At the start of the 21st century, the concept of medical privacy has completely reversed this point of view (at least in law and public opinion, if not universally in actual practice). Today, patients have an absolute right to know everything about their diagnosis, treatment, and prognosis. It remains acceptable for physicians to share with other medical professionals but only if both are involved in the care of the patient. Family, however, and certainly mere friends, are to be excluded unless --and sometimes even if -- the patient desires them to be informed.

In financial matters, the shift has not been as dramatic or complete, but law and opinion has turned against businesses sharing details about their clients and customers except with some sort of informed consent by the person whose finances are being judged. Employers still purchase credit reports on employees and candidates, but the public mood seems to be turning against the practice and individuals already have the right to review those reports (but not yet to know who else is reviewing them).

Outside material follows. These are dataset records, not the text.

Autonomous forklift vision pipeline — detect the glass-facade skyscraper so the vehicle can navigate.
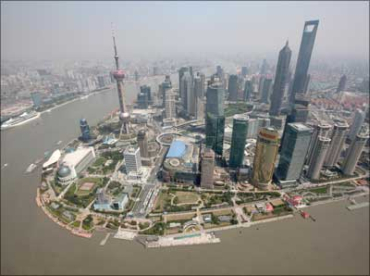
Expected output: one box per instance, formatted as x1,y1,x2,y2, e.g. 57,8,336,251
227,75,239,102
270,41,292,116
290,20,319,103
229,114,249,168
206,82,225,156
80,118,91,141
276,123,313,186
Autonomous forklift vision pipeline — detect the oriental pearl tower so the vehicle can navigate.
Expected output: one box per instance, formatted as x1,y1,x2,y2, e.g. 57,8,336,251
112,26,130,134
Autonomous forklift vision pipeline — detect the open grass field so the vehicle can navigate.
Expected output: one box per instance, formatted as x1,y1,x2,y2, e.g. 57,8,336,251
163,213,196,222
175,191,199,204
202,209,234,216
153,191,172,212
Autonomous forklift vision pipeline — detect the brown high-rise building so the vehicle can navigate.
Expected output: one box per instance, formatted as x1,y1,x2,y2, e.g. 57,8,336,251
252,127,280,190
137,129,149,158
200,148,215,189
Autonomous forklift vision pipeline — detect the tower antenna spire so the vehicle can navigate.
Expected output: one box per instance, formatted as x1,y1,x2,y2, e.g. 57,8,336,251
111,22,119,70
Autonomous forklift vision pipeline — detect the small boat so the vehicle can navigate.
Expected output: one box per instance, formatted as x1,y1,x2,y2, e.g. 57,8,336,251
34,158,42,165
301,212,310,219
26,163,37,173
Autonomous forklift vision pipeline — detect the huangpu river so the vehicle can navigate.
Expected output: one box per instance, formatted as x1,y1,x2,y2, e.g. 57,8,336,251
1,70,369,275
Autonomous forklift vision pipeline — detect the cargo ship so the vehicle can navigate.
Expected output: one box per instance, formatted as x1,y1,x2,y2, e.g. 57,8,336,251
1,111,40,130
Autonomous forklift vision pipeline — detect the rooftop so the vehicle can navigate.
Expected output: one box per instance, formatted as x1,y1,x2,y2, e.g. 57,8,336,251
167,140,186,158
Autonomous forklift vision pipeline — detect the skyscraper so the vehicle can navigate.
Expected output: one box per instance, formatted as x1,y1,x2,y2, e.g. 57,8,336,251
252,128,280,190
276,123,312,187
348,109,365,141
244,80,253,102
123,147,141,174
228,75,239,102
206,81,225,156
80,118,91,141
324,123,348,168
270,41,292,116
337,75,347,93
291,20,319,103
241,66,248,78
260,59,269,75
307,136,331,180
158,75,171,107
306,123,331,164
179,67,189,104
229,114,249,168
180,72,196,116
342,134,368,175
200,148,215,189
261,78,272,104
137,129,149,158
113,29,130,134
194,74,204,119
165,89,175,119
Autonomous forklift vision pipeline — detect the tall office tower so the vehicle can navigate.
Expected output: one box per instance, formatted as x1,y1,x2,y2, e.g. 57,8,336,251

Similarly, it was common practice to request secret evaluations of any person being considered for employment, grants, or honors. The person whose opinion was solicited was often admonished, "Do not share your recommendation with the candidate." It was to be a secret shared with anyone except the person most affected. Today, letters of recommendation are typically shared with the individual affected and past employers -- facing possible litigation -- have largely stopped providing any kind of evaluation at all.

In all of these examples, there has been a significant shift in who is permitted to receive private information. It is worth noting, however, that the content considered to be private has not changed nearly as much. Diagnosis, treatment, and prognosis were and still are considered private to the patient. The difference is whether patients or those surrounding the patients have access to that information. Somebody decides who can see information about your income, expenses, and debts; it wasn't and isn't simply made public. What is changing is who makes the decision.

Thus the current changes in the area of privacy are not so much changing the definition of privacy or of what information is private but rather relate to empowerment and who has the power to decide how and with whom the private information is to be shared.